For over 40 years, the MSA’s unique system of stakeholder-driven, science-based fishery management has shown us that putting long-term fisheries sustainability first can work. (More on that here.) As fisheries stewards, our job today is far from complete, however. Plenty of fish stocks still face overfishing; nearly all face habitat degradation and the growing impacts of climate change and ocean acidification; many ecologically important species have been left poorly managed or unmanaged by any federal plan; and fisheries data systems require updating to ensure effective management and accountability.

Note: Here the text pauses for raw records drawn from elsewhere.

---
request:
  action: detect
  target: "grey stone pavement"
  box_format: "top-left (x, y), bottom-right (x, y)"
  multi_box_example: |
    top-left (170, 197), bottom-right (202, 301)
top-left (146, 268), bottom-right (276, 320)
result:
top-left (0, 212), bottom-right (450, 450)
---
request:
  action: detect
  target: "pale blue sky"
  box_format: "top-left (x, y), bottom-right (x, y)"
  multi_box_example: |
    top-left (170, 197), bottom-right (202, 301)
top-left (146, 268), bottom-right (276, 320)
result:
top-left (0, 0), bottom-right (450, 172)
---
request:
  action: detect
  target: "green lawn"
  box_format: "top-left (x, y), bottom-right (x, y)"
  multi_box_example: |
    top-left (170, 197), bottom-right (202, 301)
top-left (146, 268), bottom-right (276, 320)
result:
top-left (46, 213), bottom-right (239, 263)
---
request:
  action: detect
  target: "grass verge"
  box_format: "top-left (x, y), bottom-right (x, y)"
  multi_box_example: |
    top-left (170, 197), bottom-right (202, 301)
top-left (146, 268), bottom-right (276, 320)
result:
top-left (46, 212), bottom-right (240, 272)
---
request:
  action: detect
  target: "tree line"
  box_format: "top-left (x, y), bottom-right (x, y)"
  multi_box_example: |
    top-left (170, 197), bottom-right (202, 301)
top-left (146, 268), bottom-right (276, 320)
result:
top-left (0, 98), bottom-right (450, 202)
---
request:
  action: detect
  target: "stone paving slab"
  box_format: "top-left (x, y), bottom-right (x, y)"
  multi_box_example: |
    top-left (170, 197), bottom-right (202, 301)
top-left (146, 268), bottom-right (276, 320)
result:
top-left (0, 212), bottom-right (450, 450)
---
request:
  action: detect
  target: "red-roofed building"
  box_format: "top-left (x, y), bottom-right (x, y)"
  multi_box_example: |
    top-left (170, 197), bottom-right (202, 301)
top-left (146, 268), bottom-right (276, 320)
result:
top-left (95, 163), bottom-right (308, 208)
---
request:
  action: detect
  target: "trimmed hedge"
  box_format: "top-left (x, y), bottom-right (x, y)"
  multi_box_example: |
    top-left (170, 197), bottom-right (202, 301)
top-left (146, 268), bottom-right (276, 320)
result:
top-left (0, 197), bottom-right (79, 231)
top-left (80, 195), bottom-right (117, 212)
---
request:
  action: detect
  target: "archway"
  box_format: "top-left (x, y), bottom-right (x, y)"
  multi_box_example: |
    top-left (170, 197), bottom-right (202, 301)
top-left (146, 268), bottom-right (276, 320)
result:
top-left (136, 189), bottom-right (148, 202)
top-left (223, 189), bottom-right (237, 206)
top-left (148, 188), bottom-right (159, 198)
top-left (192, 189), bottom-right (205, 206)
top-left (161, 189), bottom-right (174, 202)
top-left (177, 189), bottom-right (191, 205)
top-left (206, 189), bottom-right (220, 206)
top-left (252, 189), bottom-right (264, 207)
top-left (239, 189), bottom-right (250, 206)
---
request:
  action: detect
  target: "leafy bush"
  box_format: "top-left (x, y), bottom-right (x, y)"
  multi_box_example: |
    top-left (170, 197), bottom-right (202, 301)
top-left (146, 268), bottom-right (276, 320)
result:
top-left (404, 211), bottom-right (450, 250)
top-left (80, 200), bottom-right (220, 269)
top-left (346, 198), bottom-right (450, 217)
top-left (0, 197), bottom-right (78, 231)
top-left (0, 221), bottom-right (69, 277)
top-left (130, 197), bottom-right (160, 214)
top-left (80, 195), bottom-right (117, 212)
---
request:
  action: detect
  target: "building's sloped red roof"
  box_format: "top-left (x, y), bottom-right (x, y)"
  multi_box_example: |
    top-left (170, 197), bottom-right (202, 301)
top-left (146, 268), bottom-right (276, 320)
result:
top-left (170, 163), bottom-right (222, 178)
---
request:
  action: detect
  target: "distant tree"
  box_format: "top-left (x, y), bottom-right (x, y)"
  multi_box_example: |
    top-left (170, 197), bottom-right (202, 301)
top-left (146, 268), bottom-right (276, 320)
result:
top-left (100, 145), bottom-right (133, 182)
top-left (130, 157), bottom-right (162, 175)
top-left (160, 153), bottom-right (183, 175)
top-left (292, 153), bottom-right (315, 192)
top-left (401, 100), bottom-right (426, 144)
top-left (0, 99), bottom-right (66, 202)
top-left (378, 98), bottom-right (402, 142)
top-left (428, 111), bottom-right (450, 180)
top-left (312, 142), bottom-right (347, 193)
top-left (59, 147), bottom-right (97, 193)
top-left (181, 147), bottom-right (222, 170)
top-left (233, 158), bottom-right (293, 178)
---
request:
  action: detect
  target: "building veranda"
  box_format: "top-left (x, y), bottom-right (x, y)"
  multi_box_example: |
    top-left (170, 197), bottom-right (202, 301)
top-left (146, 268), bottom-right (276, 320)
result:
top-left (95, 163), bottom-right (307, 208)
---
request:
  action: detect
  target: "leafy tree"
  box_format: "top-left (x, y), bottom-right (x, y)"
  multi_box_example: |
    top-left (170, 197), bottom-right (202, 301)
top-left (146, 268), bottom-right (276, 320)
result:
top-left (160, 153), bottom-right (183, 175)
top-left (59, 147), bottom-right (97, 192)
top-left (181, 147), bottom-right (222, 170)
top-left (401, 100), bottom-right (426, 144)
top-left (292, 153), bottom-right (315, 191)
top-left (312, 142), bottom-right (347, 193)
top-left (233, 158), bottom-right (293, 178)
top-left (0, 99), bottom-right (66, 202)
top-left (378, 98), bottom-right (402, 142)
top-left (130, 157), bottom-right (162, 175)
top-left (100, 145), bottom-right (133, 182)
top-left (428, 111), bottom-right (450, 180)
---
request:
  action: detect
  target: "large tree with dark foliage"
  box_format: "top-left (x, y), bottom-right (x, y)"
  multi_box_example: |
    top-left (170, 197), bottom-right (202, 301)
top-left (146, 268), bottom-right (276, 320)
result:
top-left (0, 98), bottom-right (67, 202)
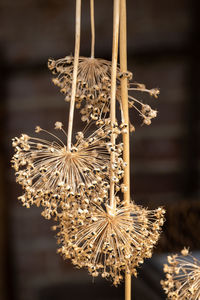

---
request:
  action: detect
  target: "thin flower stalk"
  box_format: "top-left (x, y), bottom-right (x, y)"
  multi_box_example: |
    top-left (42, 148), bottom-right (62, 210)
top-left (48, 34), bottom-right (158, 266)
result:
top-left (67, 0), bottom-right (81, 151)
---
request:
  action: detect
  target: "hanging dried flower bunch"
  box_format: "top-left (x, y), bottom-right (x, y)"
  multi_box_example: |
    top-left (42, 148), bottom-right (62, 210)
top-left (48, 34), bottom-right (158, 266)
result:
top-left (12, 0), bottom-right (164, 299)
top-left (48, 56), bottom-right (159, 125)
top-left (12, 120), bottom-right (123, 218)
top-left (161, 248), bottom-right (200, 300)
top-left (54, 196), bottom-right (164, 285)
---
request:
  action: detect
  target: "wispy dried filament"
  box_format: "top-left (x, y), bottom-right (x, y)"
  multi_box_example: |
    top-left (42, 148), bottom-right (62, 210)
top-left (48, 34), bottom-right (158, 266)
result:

Seeking to build on the MSA’s successes and address these and other challenges, the MSA discussion draft released by Reps. Huffman and Case has several notable highlights. It would:

  • Advance climate-ready fisheries management: As our oceans warm rapidly, fish populations off our coasts are moving into cooler waters, dwindling in productivity, and facing more frequent extreme events such as marine heat waves. (You can read more on this from NRDC’s Lisa Suatoni here.) There is an urgent need for policy guidance on these issues. Title I of the draft bill would respond by integrating climate considerations throughout the fisheries management process, addressing the management framework for shifting fish stocks, and jumpstarting the production and use of climate-related science and data.
  • Strengthen protections for important fish habitats: Title V would strengthen tools to protect essential fish habitat from the impacts of fishing gear, as well as safeguard habitat from non-fishing activities such as sand mining, dredging, and energy exploration. Protecting the diverse marine habitats that support fish populations is an important but underutilized element of sustainable fisheries management under the MSA. It is also a key strategy for readying marine ecosystems for the effects of climate change.
  • End chronic overfishing and rebuild depleted fish populations: While fishery managers and fishing communities have made significant progress in this regard, key gaps remain that have prevented managers from ensuring that all stocks recover and are maintained at healthy levels. Title V would help to ensure that rebuilding plans stay on track, and put an end to chronic overfishing.
  • Improve protections for other key marine species: Title V would also introduce important reforms to improve the precautionary management of forage fish, a critical food source for larger fish species and ocean wildlife, and to reduce bycatch—the unintended catch of non-target fish, marine mammals, and other wildlife.
  • Support coastal communities: Fishing communities, powerhouses of our coastal economies, are also on the frontlines of the climate crisis and global economic disruptions wrought by the pandemic. Title II of the bill would support sustainable fishing communities through a number of reforms, including a grants program for working waterfronts and updates to the fisheries disaster relief program.
Portland, Maine’s working waterfront
Credit: NOAA Fisheries

Other highlights of the draft include measures to modernize fisheries data collection and research (Title IV) and to increase accountability and transparency in the fishery management council process (Title III).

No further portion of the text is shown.